Persoalan seputar gender memang tidak ada habisnya untuk dikaji. Apalagi di Indonesia, banyak sekali faktor struktural ataupun kultural yang tidak menguntungkan bagi perempuan. Hal-hal inilah yang coba diulas secara mendalam oleh Francisia SSE Seda, Sosiolog sekaligus Dosen Sosiologi FISIP UI, dalam bukunya yang berjudul Perempuan: Perspektif Sosiologi Gender. Melalui buku ini, Francisia berusaha mematahkan anggapan bahwa kajian sosiologi gender telah kehilangan relevansinya dalam kajian akademik karena dinilai lebih bersifat perjuangan atau ideologis. Ia berpendapat bahwa ranah kajian gender memiliki pemikiran yang membantu kajian akademik.
“Kalau tidak ada aktivis perempuan, tidak ada kajian akademik”, ungkap Francisia pada acara peluncuran bukunya tersebut, Jumat (22/12).

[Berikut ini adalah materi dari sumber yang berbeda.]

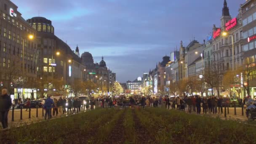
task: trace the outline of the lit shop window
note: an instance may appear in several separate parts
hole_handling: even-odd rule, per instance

Bersama Mia Siscawati, Ph.D (Antropolog & Ahli Kajian Gender), dan Dr. Ani Soetjipto (Ahli Hubungan Internasional, Gender & Aktivis HAM) yang hadir sebagai pembahas, Francisia mengulas kerangka besar isi bukunya yang mengangkat topik representasi perempuan dalam kancah perpolitikan. Ia menilai bahwa representasi tersebut belum cukup menggambarkan Indonesia sebagai masyarakat berkeadilan gender. Polemik relasi gender, pembatasan peran karena adanya konstruksi ibuisme negara, ketimpangan perempuan dalam pendidikan, serta strategi pengarusutamaan gender dalam pemilu merupakan beberapa poin bahasan dalam buku yang menegaskan bahwa ketidakadilan gender tidak terlepas dari adanya faktor kultural dan struktural. Mia, mencoba menyoroti faktor kultural dengan berbicara mengenai perkawinan anak dan tradisi perjodohan di beberapa adat. Sementara, Ani mempertanyakan kembali makna representasi perempuan dalam politik.
“Apakah peningkatan representasi perempuan secara kuantitas sejalan dengan representasi secara substansi? Seperti apa yang dibutuhkan? Perempuan yang badannya saja, atau perempuan dengan kriteria-kriteria tertentu, tidak bisa asal perempuan?”, tanya Ani.
Sepakat dengan Ani, Mia juga berpendapat bahwa women interest dan gender interest dalam representasi politik tidak linier.
“Kita boleh punya presiden perempuan, kita boleh punya 9 menteri perempuan, tetapi sampai hari ini kita masih punya saudara-saudara perempuan yang berjuang melepaskan diri dari gangguan, ancaman perkawinan anak”,ujar Mia.
Dari diskusi yang berlangsung, diketahui bahwa gender interest tidak terakomodasi dalam visi dan arah pembangunan jangka panjang periode 2005-2025. Sehingga, adanya representasi perempuan dalam politik yang memiliki perspektif gender merupakan sebuah harapan agar bisa ikut merumuskan kebijakan yang lebih mengakomodasi kepentingan gender dalam penyusunan Rencana Pembangunan Jangka Panjang (RPJP) berikutnya.